DETAILED ACTION
1.	The present application, filed on or after March 16, 2013, is being examined under the first inventor to file provisions of the AIA .
2.	This action is in response to amendment filed on 7/5/2022, in which claims 1, 10, and 19 was amended, and claims 1 – 20 was presented for further examination.
3.	Claims 1 – 20 are now pending in the application.

Continued Examination
4.	A request for continued examination under 37 CFR 1.114, including the fee set forth in 37 CFR 1.17(e), was filed in this application after final rejection.  Since this application is eligible for continued examination under 37 CFR 1.114, and the fee set forth in 37 CFR 1.17(e) has been timely paid, the finality of the previous Office action has been withdrawn pursuant to 37 CFR 1.114.  Applicant's submission filed on 7/5/2022 has been entered.
 
Response to Arguments
5.	Applicant’s arguments with respect to claims 1 - 20 have been considered but are moot because the new ground of rejection does not rely on any reference applied in the prior rejection of record for any teaching or matter specifically challenged in the argument.

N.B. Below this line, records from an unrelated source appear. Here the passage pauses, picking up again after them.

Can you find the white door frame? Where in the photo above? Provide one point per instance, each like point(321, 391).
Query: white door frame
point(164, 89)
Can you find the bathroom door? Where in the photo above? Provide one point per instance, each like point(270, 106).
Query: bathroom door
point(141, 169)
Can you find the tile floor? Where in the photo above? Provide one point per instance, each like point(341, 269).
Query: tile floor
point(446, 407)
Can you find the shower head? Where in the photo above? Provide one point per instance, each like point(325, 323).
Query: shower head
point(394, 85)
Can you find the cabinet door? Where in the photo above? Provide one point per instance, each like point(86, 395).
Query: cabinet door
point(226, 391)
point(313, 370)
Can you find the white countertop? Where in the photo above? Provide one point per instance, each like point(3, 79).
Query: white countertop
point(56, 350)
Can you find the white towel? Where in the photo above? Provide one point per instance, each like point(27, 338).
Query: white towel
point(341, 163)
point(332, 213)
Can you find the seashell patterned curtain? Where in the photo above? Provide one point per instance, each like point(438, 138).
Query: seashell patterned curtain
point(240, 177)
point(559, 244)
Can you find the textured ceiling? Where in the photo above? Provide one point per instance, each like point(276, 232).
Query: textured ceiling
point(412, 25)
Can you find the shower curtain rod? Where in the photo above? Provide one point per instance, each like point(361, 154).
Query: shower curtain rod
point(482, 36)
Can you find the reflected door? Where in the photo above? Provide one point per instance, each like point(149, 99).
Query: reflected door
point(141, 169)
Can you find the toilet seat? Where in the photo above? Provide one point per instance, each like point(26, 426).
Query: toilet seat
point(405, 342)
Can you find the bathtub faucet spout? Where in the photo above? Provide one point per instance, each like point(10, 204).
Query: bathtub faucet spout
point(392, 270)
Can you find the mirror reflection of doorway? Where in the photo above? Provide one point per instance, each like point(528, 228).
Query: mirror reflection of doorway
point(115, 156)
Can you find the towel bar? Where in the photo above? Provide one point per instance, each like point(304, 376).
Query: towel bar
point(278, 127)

Claim Rejections - 35 USC § 103
In the event the determination of the status of the application as subject to AIA  35 U.S.C. 102 and 103 (or as subject to pre-AIA  35 U.S.C. 102 and 103) is incorrect, any correction of the statutory basis for the rejection will not be considered a new ground of rejection if the prior art relied upon, and the rationale supporting the rejection, would be the same under either status.  
The following is a quotation of 35 U.S.C. 103 which forms the basis for all obviousness rejections set forth in this Office action:
A patent for a claimed invention may not be obtained, notwithstanding that the claimed invention is not identically disclosed as set forth in section 102, if the differences between the claimed invention and the prior art are such that the claimed invention as a whole would have been obvious before the effective filing date of the claimed invention to a person having ordinary skill in the art to which the claimed invention pertains. Patentability shall not be negated by the manner in which the invention was made.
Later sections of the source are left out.